I'm not entirely convinced that this will help us hide private information from the logs: either you explicitly add code to the log.msg() call to wrap the arguments (in which case you make it a point to log e.g. the storage index instead of the full URI), or the code is blindly throwing its arguments into the log message (log.msg("callback fired: %s %s", args, kwargs), in which case the logger or humanreadable-izer or privacy-filterer needs to recursively traverse through the arguments and apply the filter to everything inside them.
Hmm. If I use foolscap serialization when recording these arguments, I get more control over what Slicers get used for each object. We could set up a context for that serialization that says "ask each object how it wants to be serialized, but remind them that we don't want to record any private information".
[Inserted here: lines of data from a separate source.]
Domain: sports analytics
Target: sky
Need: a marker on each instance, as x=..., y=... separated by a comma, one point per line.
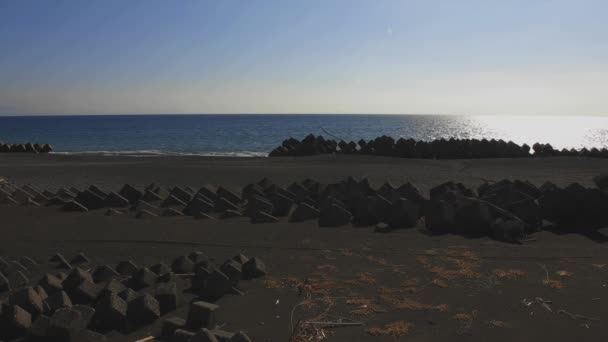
x=304, y=56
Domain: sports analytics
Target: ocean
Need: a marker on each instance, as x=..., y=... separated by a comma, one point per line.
x=256, y=135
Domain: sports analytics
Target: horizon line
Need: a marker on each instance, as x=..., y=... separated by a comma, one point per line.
x=285, y=114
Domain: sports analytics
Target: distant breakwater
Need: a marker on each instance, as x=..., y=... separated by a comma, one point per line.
x=25, y=148
x=436, y=149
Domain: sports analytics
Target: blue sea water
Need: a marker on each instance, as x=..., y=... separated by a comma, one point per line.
x=256, y=135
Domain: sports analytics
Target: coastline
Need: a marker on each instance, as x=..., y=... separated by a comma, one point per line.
x=53, y=171
x=447, y=276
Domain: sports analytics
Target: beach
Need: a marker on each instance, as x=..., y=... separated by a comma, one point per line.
x=430, y=288
x=54, y=171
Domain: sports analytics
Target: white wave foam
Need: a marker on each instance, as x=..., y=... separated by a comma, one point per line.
x=159, y=153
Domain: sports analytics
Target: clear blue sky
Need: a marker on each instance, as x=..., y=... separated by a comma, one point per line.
x=308, y=56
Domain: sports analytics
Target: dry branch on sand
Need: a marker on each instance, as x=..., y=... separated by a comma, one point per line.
x=396, y=329
x=440, y=283
x=552, y=283
x=508, y=273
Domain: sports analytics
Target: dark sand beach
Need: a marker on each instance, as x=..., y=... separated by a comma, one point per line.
x=54, y=171
x=432, y=288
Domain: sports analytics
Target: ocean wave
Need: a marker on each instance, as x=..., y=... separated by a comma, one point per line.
x=159, y=153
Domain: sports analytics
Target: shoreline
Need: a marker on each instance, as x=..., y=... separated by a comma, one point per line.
x=408, y=276
x=53, y=171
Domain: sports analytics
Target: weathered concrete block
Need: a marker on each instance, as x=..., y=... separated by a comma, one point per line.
x=334, y=216
x=85, y=293
x=113, y=286
x=110, y=313
x=37, y=330
x=233, y=270
x=205, y=335
x=126, y=268
x=74, y=206
x=59, y=300
x=254, y=268
x=76, y=277
x=160, y=268
x=170, y=325
x=28, y=299
x=143, y=310
x=222, y=204
x=104, y=273
x=142, y=278
x=65, y=325
x=114, y=200
x=230, y=214
x=130, y=193
x=128, y=295
x=261, y=217
x=182, y=264
x=201, y=315
x=4, y=284
x=16, y=321
x=182, y=335
x=217, y=284
x=80, y=258
x=167, y=297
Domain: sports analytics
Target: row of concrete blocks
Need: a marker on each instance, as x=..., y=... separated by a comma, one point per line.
x=64, y=307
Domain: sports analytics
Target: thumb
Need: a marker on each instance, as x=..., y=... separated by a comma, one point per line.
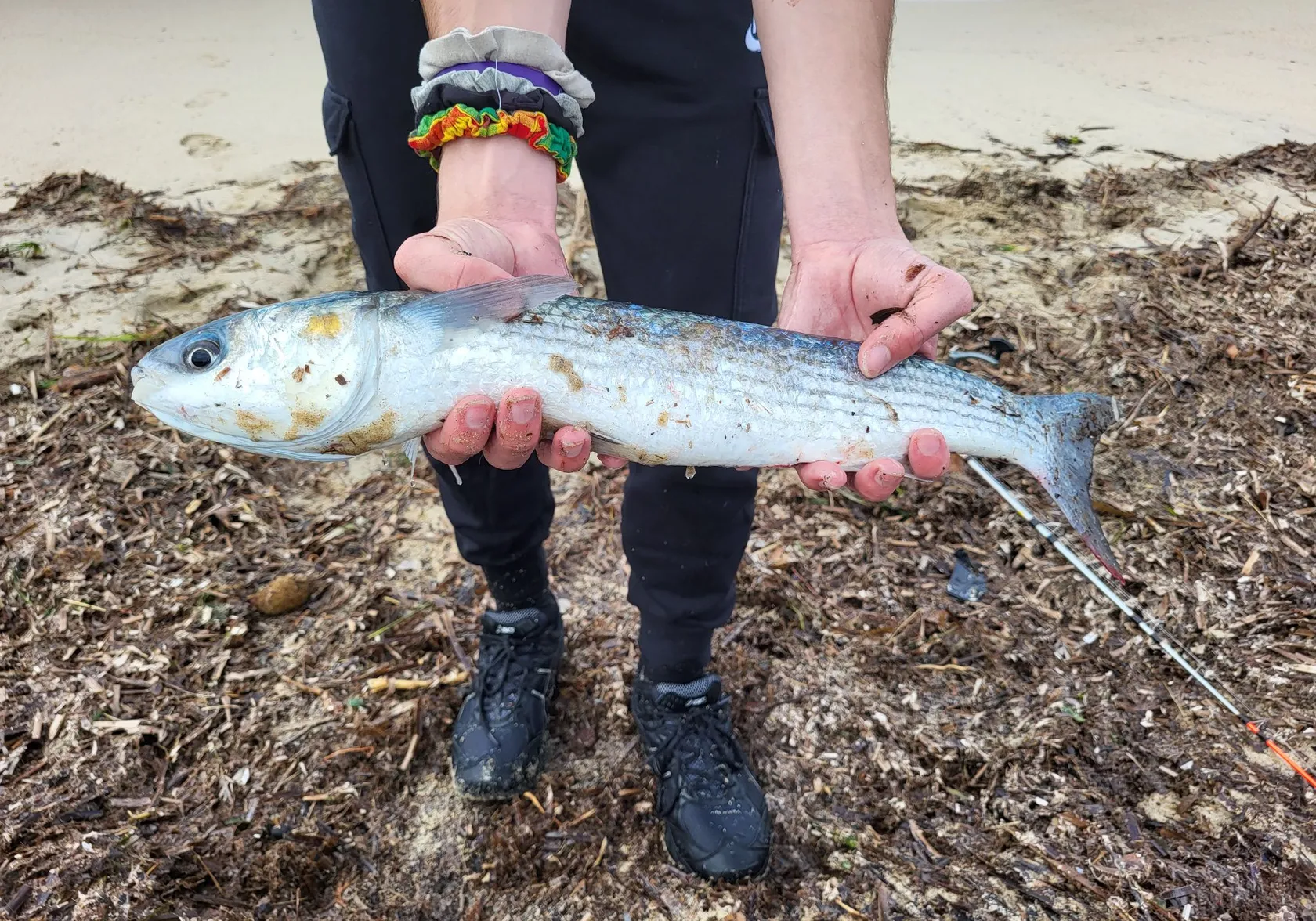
x=454, y=255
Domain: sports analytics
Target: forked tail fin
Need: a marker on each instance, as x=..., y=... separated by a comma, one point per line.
x=1073, y=424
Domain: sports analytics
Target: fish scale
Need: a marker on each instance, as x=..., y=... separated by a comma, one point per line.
x=331, y=377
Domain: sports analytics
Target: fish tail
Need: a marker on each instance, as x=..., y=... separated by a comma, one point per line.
x=1074, y=424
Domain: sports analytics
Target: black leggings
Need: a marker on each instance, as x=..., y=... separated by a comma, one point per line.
x=686, y=199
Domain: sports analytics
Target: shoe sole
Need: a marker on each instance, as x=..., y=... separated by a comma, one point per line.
x=748, y=876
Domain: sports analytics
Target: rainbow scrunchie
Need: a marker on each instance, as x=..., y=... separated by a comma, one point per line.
x=465, y=121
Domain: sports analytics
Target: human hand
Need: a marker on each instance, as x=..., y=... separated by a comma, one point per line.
x=837, y=290
x=499, y=241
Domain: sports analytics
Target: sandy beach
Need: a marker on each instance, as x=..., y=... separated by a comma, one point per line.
x=226, y=682
x=185, y=95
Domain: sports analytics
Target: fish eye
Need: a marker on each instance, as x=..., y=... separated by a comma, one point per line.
x=201, y=356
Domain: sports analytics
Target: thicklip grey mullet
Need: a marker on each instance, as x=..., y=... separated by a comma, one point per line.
x=337, y=375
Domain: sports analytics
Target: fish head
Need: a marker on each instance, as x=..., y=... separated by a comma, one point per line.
x=280, y=379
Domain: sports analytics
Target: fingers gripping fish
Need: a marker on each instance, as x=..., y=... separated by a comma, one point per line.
x=333, y=377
I still can't really see how to use that easily or safely, though.
comment:5 Changed at 2008-06-01T20:53:24Z by warner
- Milestone changed from eventually to undecided
comment:6 Changed at 2009-12-13T02:14:37Z by davidsarah
- Keywords logging added
comment:7 in reply to: ↑ 4 Changed at 2009-12-13T03:26:47Z by davidsarah
- Keywords privacy added
Replying to warner:
I'm not entirely convinced that this will help us hide private information from the logs: either you explicitly add code to the log.msg() call to wrap the arguments (in which case you make it a point to log e.g. the storage index instead of the full URI), or the code is blindly throwing its arguments into the log message (log.msg("callback fired: %s %s", args, kwargs), in which case the logger or humanreadable-izer or privacy-filterer needs to recursively traverse through the arguments and apply the filter to everything inside them.
I'm also skeptical, but adding the privacy keyword anyway.
comment:8 Changed at 2009-12-13T04:09:52Z by zooko
There are three potentially private types of data in logs: caps, filenames, and IP addresses. I've had one user decline, at first, to send me his logs, and when I persuaded him that we weren't logging any filenames or caps then he went and ran some sort of sed script on the twistd.log to censor his IP address, and then when he realized that he couldn't use sed to do that to the foolscap logs (they are in a binary pickle format) then he went ahead and sent the foolscap logs even though they had his IP address in them.
I'm not sure what the moral of the story is, other than that there are only three specific types that (as far as I know) anybody cares to withhold when sharing their logs.
comment:9 Changed at 2012-02-16T16:30:01Z by davidsarah
- Keywords anonymity added
- Summary changed from logging: compress/truncate/encode/decode/format for human readability to logging: compress/truncate/encode/decode/format for human readability and privacy
Another feature that this could implement is hiding private information from logs.
Capabilities, for example, could be securely hashed, or even just truncated, so that the logs don't contain the authorities to a bunch of stuff. (Actually the truncation for human-readability might well accomplish this already.)